Valley Storage hosted its monthly storage unit auction in four locations in West Virginia and Maryland. Every third Tuesday of the month many people gather to bid on storage units that have gone delinquent and are no longer being paid for by their previous owners.
Dustin Mellott of Warfordsburg, Pennsylvania, drove over an hour in hopes to make some money. Mellott has been buying storage units for about four years and he said he does it all for the profit.
“I sell all of it,” Mellott said. “I just try to look at all the stuff and try to price out how much I would be able to sell it for,” he added.
Bidders are not allowed to go into the unit and cannot touch anything once the locks are removed and the doors are open. They must stand outside the unit and look in. Some bidders bring flashlights along to try and get a better look, but most say that’s the exciting part.
“My favorite part is just not knowing what you’re going to get,” Mellott said.
Randy Wright of Falling Waters has been attending storage unit auctions for six years and has even made it his living.
“A lot of people go for totes and boxes and stuff, but if it’s all scattered out and looks like all hell hit it, then I buy it,” Wright said.
“Nine times out of 10 if things are scattered and there’s dust, I know without a doubt all the good stuff is on the bottom,” he added.
Wright said his best payout to date was a storage unit he paid $50 for and made $2,000.
“It’s worth this risk. It really is something fun to do and it’s where I make 90 percent of my money,” Wright said.

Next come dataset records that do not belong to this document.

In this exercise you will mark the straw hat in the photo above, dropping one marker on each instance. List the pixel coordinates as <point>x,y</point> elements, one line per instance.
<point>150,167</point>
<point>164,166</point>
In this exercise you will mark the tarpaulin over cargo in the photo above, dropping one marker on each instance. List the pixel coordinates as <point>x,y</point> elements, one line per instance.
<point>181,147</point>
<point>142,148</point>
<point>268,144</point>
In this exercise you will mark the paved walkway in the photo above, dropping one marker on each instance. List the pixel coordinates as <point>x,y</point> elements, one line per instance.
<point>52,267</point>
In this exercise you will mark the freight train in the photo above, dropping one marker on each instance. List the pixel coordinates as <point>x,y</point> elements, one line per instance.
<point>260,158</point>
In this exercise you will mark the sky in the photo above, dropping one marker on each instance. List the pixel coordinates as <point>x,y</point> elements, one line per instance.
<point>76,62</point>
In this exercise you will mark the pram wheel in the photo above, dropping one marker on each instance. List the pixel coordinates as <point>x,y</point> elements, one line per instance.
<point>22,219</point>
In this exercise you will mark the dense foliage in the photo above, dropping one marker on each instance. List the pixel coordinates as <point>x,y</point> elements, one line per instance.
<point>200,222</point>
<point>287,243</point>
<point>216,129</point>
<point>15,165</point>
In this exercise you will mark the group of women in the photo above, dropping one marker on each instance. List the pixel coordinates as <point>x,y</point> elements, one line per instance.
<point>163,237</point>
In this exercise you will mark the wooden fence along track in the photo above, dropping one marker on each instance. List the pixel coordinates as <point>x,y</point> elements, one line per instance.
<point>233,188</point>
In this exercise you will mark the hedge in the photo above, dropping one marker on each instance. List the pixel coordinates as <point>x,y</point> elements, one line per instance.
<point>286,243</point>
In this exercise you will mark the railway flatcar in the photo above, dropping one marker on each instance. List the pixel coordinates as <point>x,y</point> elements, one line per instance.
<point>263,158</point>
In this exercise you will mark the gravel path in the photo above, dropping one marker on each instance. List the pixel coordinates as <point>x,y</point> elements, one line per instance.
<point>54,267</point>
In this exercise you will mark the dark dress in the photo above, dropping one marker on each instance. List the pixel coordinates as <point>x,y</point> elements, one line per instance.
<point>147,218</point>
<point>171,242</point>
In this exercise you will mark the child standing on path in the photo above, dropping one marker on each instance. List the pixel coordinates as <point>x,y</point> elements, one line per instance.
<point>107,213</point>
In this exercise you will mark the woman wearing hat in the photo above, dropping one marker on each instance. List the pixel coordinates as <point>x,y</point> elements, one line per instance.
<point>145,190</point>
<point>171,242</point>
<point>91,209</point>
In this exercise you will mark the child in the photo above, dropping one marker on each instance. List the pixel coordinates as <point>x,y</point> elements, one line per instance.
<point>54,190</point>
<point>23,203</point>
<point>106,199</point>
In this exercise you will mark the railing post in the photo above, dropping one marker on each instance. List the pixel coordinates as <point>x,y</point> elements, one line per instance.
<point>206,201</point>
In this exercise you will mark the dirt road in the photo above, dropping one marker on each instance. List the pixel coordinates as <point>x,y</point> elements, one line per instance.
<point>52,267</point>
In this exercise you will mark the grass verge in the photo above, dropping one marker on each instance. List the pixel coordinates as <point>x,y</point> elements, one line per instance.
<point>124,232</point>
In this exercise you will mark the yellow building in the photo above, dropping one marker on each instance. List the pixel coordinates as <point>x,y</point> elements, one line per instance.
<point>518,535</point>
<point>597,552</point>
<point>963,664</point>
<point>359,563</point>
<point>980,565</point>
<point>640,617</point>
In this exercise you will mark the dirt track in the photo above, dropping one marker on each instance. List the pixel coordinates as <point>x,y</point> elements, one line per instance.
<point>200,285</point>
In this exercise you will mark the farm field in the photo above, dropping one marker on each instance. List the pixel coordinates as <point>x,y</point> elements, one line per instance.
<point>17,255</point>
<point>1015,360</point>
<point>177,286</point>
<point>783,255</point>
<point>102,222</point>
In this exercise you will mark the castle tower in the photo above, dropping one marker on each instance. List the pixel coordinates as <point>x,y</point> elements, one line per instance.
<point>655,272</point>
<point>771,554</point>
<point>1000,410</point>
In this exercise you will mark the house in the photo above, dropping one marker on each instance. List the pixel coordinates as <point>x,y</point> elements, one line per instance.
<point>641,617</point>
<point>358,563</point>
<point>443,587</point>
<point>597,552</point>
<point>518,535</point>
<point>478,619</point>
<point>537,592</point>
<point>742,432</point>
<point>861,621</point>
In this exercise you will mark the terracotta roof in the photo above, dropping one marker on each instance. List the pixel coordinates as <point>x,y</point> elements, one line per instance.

Wright travels all over attending these types of auctions, even as far as three to five hours away.
The rules for buying a unit is each buyer has 48 hours to completely clean it out. There is a $100 refundable cleanup deposit fee for the first unit and a $50 fee for every unit there after. The units must be paid in full in cash at the time of the sale.
Valley Storage District Manager Tessa Neil said that auctioning off storage units isn’t ideal but sometimes it’s the only option.
“Obviously storage sales aren’t our favorite side of the business. We try to make every effort we can to make contact with the renter. We’ll text, email, send letters, whatever we can do to try to avoid this from happening. We do what we can to reach and make contact beforehand,” Neil said.
According to West Virginia state laws, Valley Storage must provide the renter with a 60-day notice. By the time the unit is being auction off the unit is over 90 days delinquent.
Patti Heuer, Property Manager for the Valley Storage location off of Williamsport Pike in Martinsburg, said that she has noticed an increase in attendance since the hit show “Storage Wars” came out on television.
“Before the show we would only have a couple people show up, maybe two or three and once the show came out every one went crazy,” Heuer said.
“Storage Wars,” shown on the A&E channel, follows a group of bidders looking to strike it rich by buying repossessed storage units.
“People think they are going to find their riches and be rich forever,” Heuer said.
The Williamsport Pike site consistently sees a steady crowd every month, according to Heuer. Heuer also said the location usually always has at least one or two units to auction off every single month.
Heuer who has worked there since 2009, said she has only seen one month in her career where there wasn’t a unit to send to auction.
On Tuesday, the Williamsport Pike location auctioned off five units and a total of four Valley Storage locations hosted auctions.